Comments are due by 5 pm, Monday, August 3 on the request by Dominion Energy Transmission, Inc. (DETI), submitted to the Federal Energy Regulatory Commission (FERC) on July 10, for an extension of time of 1) one-year to address abandonment and restoration issues for the Atlantic Coast Pipeline, and 2) two-years to complete construction of the Supply Header Project (SHP). For details on how to comment, click here.
The major points that should be made in comments are:
- The SHP time extension should be denied because it has not and cannot be justified in accordance with FERC standards. The project was proposed as being dependent upon the Atlantic Coast Pipeline (ACP). Dominion Energy clearly stated on the record that “the SHP does not have independent utility and would not be built without construction of the ACP.” If built, the SHP would be a pipeline to nowhere because the ACP project is dead!

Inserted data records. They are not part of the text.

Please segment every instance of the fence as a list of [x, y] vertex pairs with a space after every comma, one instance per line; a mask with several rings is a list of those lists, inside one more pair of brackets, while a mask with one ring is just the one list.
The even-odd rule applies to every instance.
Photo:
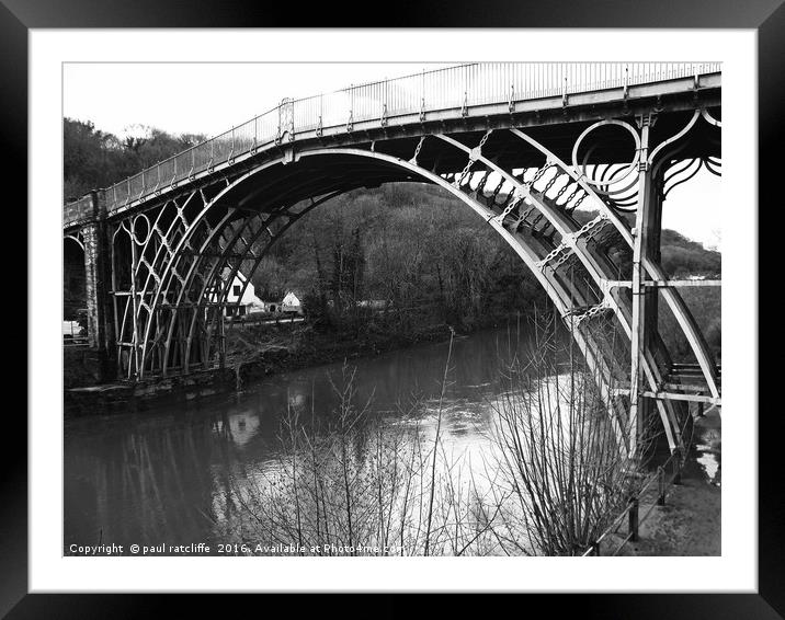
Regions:
[[280, 105], [105, 191], [110, 210], [255, 153], [295, 134], [716, 73], [719, 62], [475, 62], [352, 85]]

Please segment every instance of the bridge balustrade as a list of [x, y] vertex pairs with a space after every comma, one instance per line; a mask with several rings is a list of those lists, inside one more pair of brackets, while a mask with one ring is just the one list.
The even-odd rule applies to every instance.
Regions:
[[[105, 191], [110, 211], [187, 181], [238, 156], [269, 148], [288, 131], [352, 128], [355, 123], [509, 103], [714, 73], [717, 62], [475, 62], [352, 85], [285, 101], [231, 130], [192, 147]], [[294, 131], [294, 134], [293, 134]], [[79, 200], [77, 202], [79, 203]], [[66, 209], [65, 223], [78, 208]], [[69, 219], [70, 218], [70, 219]]]

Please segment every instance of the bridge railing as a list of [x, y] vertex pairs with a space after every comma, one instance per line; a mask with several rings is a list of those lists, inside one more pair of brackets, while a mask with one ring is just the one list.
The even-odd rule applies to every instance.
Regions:
[[[435, 111], [509, 103], [716, 73], [719, 62], [475, 62], [284, 100], [273, 110], [105, 191], [110, 211], [295, 134]], [[68, 211], [68, 209], [66, 209]]]

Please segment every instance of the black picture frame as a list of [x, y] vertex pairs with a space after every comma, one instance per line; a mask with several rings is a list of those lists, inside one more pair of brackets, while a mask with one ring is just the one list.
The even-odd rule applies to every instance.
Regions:
[[[469, 2], [402, 2], [377, 4], [380, 16], [375, 21], [369, 4], [354, 2], [312, 5], [293, 12], [286, 3], [202, 0], [196, 3], [173, 0], [0, 0], [0, 135], [3, 150], [10, 158], [2, 165], [7, 206], [26, 205], [27, 162], [27, 37], [31, 28], [69, 27], [360, 27], [374, 26], [448, 26], [448, 27], [701, 27], [753, 28], [758, 32], [758, 95], [759, 95], [759, 204], [775, 208], [782, 202], [778, 187], [782, 173], [778, 156], [782, 136], [782, 102], [785, 101], [785, 5], [783, 0], [682, 0], [665, 4], [646, 0], [557, 0], [549, 2], [501, 2], [486, 0]], [[467, 56], [470, 56], [470, 31], [467, 31]], [[500, 58], [501, 59], [501, 58]], [[59, 145], [59, 137], [53, 137]], [[15, 200], [9, 196], [18, 193]], [[10, 209], [8, 209], [10, 210]], [[7, 210], [7, 211], [8, 211]], [[22, 209], [8, 214], [8, 222], [15, 217], [15, 234], [29, 239]], [[739, 217], [758, 217], [740, 213]], [[21, 231], [26, 231], [26, 237]], [[776, 243], [776, 241], [774, 241]], [[766, 244], [761, 241], [759, 246]], [[24, 256], [25, 253], [20, 253]], [[764, 263], [759, 260], [761, 267]], [[15, 266], [19, 271], [19, 265]], [[769, 274], [771, 275], [771, 274]], [[760, 274], [760, 283], [766, 282]], [[30, 283], [29, 283], [30, 285]], [[21, 298], [21, 296], [19, 296]], [[761, 305], [761, 308], [763, 305]], [[777, 321], [761, 314], [759, 324]], [[15, 321], [26, 315], [16, 307]], [[27, 325], [31, 329], [31, 325]], [[21, 336], [21, 330], [20, 330]], [[20, 337], [21, 340], [21, 337]], [[760, 342], [760, 341], [759, 341]], [[23, 343], [10, 344], [18, 351]], [[761, 358], [761, 386], [774, 386], [775, 368], [764, 369]], [[21, 356], [19, 368], [26, 368]], [[33, 370], [34, 371], [34, 370]], [[771, 376], [770, 376], [771, 375]], [[767, 380], [766, 380], [767, 379]], [[58, 378], [52, 378], [53, 382]], [[762, 404], [762, 403], [761, 403]], [[762, 407], [759, 407], [762, 409]], [[137, 618], [141, 615], [168, 612], [180, 616], [194, 608], [200, 613], [226, 613], [225, 598], [174, 597], [161, 595], [88, 595], [27, 594], [27, 422], [19, 407], [7, 409], [3, 435], [19, 449], [2, 450], [0, 470], [0, 616], [20, 618]], [[785, 501], [782, 494], [782, 459], [778, 456], [777, 409], [758, 416], [758, 412], [735, 412], [759, 424], [759, 588], [756, 594], [625, 594], [625, 595], [522, 595], [525, 601], [514, 605], [534, 612], [547, 606], [550, 615], [577, 618], [761, 618], [785, 617]], [[687, 581], [690, 575], [685, 574]], [[641, 584], [645, 586], [645, 584]], [[86, 584], [89, 589], [89, 584]], [[613, 588], [613, 584], [608, 584]], [[361, 612], [399, 617], [421, 602], [410, 605], [405, 597], [385, 595], [388, 600], [339, 602], [339, 612], [356, 609]], [[355, 595], [356, 597], [356, 595]], [[312, 599], [298, 602], [298, 610], [323, 606]], [[335, 605], [333, 602], [330, 604]], [[443, 605], [440, 602], [440, 606]], [[466, 609], [466, 602], [458, 605]], [[481, 604], [487, 606], [487, 604]], [[492, 610], [492, 609], [491, 609]], [[363, 613], [365, 615], [365, 613]]]

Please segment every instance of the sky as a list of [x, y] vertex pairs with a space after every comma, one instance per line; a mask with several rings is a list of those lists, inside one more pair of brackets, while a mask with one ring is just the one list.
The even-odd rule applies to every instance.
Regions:
[[[446, 64], [400, 62], [67, 62], [62, 113], [91, 120], [117, 136], [140, 126], [170, 134], [221, 134], [299, 99], [436, 69]], [[117, 89], [117, 85], [125, 88]], [[122, 94], [121, 94], [122, 93]], [[662, 226], [721, 250], [720, 179], [702, 170], [676, 187], [663, 207]]]

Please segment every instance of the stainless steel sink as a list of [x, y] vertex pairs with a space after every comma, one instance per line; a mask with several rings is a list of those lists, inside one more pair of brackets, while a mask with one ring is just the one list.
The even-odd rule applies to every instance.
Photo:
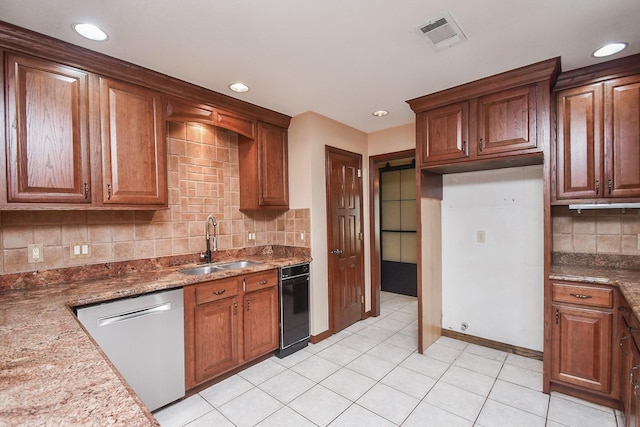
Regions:
[[215, 271], [220, 271], [220, 270], [222, 269], [216, 265], [207, 264], [207, 265], [200, 265], [198, 267], [185, 268], [183, 270], [180, 270], [180, 273], [197, 276], [200, 274], [209, 274], [209, 273], [213, 273]]
[[218, 268], [221, 268], [223, 270], [232, 270], [234, 268], [245, 268], [245, 267], [251, 267], [252, 265], [257, 265], [257, 262], [254, 261], [229, 261], [229, 262], [220, 262], [217, 263], [216, 265], [218, 266]]
[[209, 274], [215, 273], [220, 270], [233, 270], [235, 268], [245, 268], [250, 267], [252, 265], [257, 265], [258, 263], [255, 261], [227, 261], [227, 262], [216, 262], [212, 264], [204, 264], [199, 265], [197, 267], [185, 268], [180, 270], [180, 273], [190, 274], [192, 276], [197, 276], [201, 274]]

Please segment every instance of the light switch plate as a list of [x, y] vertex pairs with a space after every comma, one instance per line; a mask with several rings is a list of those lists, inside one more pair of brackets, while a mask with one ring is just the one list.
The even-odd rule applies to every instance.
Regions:
[[44, 262], [44, 246], [42, 243], [27, 245], [27, 262], [30, 264]]

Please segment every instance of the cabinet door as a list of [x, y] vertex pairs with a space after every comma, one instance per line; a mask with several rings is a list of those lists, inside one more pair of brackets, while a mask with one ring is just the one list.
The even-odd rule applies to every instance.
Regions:
[[481, 97], [478, 138], [478, 156], [536, 148], [536, 86]]
[[165, 122], [160, 94], [100, 78], [105, 204], [167, 205]]
[[197, 383], [234, 368], [238, 353], [238, 300], [227, 298], [195, 307]]
[[287, 130], [258, 124], [260, 206], [289, 207]]
[[602, 195], [602, 85], [558, 92], [556, 197]]
[[250, 360], [278, 348], [278, 288], [244, 297], [244, 358]]
[[8, 202], [91, 203], [88, 75], [7, 54]]
[[608, 393], [611, 388], [611, 312], [554, 305], [553, 379]]
[[420, 113], [420, 163], [429, 165], [469, 155], [469, 103], [461, 102]]
[[640, 197], [640, 75], [605, 83], [607, 195]]

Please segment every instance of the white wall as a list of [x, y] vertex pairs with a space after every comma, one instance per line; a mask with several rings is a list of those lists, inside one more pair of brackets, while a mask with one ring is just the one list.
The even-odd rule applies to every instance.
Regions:
[[329, 329], [327, 278], [327, 219], [325, 145], [362, 155], [363, 228], [365, 231], [365, 302], [371, 307], [369, 263], [369, 189], [367, 134], [342, 123], [307, 112], [289, 126], [289, 205], [311, 209], [311, 334]]
[[444, 329], [542, 350], [542, 189], [542, 166], [444, 175]]

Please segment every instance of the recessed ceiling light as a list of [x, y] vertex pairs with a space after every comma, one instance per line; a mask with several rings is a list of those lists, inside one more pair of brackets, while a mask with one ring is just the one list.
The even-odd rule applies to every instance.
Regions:
[[109, 36], [107, 36], [107, 33], [93, 24], [73, 24], [73, 29], [76, 33], [89, 40], [101, 42], [109, 38]]
[[231, 83], [229, 85], [229, 89], [231, 89], [232, 91], [237, 92], [237, 93], [249, 92], [249, 86], [247, 86], [244, 83], [240, 83], [240, 82]]
[[602, 58], [603, 56], [615, 55], [620, 52], [624, 48], [628, 46], [627, 43], [619, 42], [619, 43], [609, 43], [607, 45], [602, 46], [600, 49], [593, 52], [593, 56], [596, 58]]

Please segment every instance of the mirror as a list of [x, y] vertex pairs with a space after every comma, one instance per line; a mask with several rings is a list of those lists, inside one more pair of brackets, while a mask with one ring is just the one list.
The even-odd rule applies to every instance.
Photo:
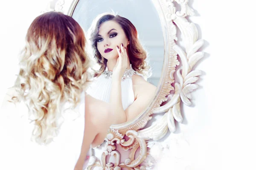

- The extension request for the ACP to address abandonment and restoration activities along the project’s right-of-way should not be granted without a public comment period of at least 30-days. It is in the Commission’s interest to know the concerns that the public and affected landowners have about restoration activities and impacts on landowners’ rights in the future.
- Landowners who entered into an easement agreement with Atlantic Coast Pipeline, LLC (Atlantic) should be provided an opportunity to be released from those agreements as a condition of FERC’s granting Atlantic its requested extension so that the landowners can once again utilize their land without the restrictions such agreements placed upon future use. The recommendation for such a remedy, made in a July 17 filing by a group of conservation organizations (cited below), should be adopted by FERC.
“Requiring Atlantic to promptly contact all landowners where a right-of-way easement exists and inform them that (i) Atlantic will release the right-of-way easement within 90 days of a written request from an affected landowner, (ii) Atlantic will provide the affected landowner with the proposed written release of the right-of-way easement, (iii) Atlantic will pay the reasonable attorneys’ fees of the affected landowner in reviewing and negotiating changes to the proposed written release of the right-of-way easement, and (iv) Atlantic will file the final, executed written release of the right-of-way easement in the land records of the appropriate jurisdiction. Atlantic has already committed that landowners will keep the easement compensation they have received.”
FERC’s agreement with this recommendation would be in keeping with the recently expressed interest by Chairman Chatterjee of the Commission being more response and sensitive to the interests and concerns of landowners who are affected by projects being considered by the Commission.